The Oceanaire is all about nostalgia and tasteful excess. The restaurant is HUGE, like an obscenely deluxe 1930s art deco cruise ship, with polished, curved wood, gleaming silver accents, leather booths, dark wood floors. The servers wear black ties and what look like lab coats; they bring you a complimentary relish tray—pickled herring, black olives, and crudités on ice—when you sit down. A can of Aqua Net sits on the sink in the women's room; buckets of fresh ice are routinely poured into the men's room urinals. It is a terrific place to piss your money away.

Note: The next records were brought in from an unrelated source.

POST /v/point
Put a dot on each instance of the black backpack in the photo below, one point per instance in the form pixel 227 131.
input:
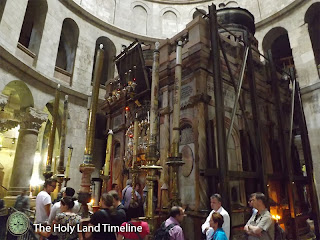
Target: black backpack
pixel 279 233
pixel 162 233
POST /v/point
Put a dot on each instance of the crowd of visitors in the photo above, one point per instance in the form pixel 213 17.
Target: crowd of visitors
pixel 123 212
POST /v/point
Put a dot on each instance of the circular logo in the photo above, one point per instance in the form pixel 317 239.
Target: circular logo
pixel 18 223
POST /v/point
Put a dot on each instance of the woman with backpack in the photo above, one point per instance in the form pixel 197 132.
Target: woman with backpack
pixel 134 215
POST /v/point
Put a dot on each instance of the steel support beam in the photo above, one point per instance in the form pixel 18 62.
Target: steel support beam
pixel 256 120
pixel 308 157
pixel 219 109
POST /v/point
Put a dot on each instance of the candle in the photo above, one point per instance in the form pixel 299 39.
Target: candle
pixel 108 153
pixel 135 140
pixel 69 160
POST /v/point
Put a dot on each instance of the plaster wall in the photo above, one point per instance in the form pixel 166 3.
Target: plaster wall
pixel 115 13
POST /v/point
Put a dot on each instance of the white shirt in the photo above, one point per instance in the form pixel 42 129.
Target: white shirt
pixel 226 223
pixel 43 199
pixel 55 210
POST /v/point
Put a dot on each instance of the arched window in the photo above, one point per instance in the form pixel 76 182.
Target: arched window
pixel 312 17
pixel 139 20
pixel 2 5
pixel 33 24
pixel 169 24
pixel 67 47
pixel 106 10
pixel 278 41
pixel 201 13
pixel 108 63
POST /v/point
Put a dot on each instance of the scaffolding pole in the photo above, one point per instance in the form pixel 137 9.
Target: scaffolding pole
pixel 219 108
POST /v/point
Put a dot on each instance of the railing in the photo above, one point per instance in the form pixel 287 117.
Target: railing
pixel 6 235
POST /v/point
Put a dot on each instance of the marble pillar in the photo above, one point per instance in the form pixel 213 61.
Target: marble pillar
pixel 30 124
pixel 303 56
pixel 164 145
pixel 202 153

The menu—printed new each day and roughly the size of the U.S. Constitution—holds an astounding array of options. Luxury means choices. Friday night's menu featured 25 different fresh-seafood options, flown in from across the country. There are nine salads to choose from (BLT salad with buttermilk-bacon dressing, $9.95; Dungeness crab Louis, $27.95), twenty-seven seafood entrées (Neah Bay ling cod à la forestiere, $36.95; sesame-seared Hawaiian mahimahi, $29.95) and six "steakhouse specialties," including an 18-ounce Kobe ribeye steak ($49.95). For the hot date and me, luxury meant indecision and an unhealthy dependence on our server, Tim, for guidance.

Thankfully, Tim provided good counsel, particularly when it came to oysters. We knew we wanted to start with a half dozen, but had no idea which to choose from the 10 varieties listed. We told him of our love of Kumamotos—those small, deep, sweet morsels—and he suggested his personal favorite, Effingham from Barkley Sound, B.C. ($2.25 each). They were tiny and delicate, rich and complex—that little mouthful was minerally, soft, salty, and bright all at once. We both felt like we could eat a hundred of them and call it the perfect dinner.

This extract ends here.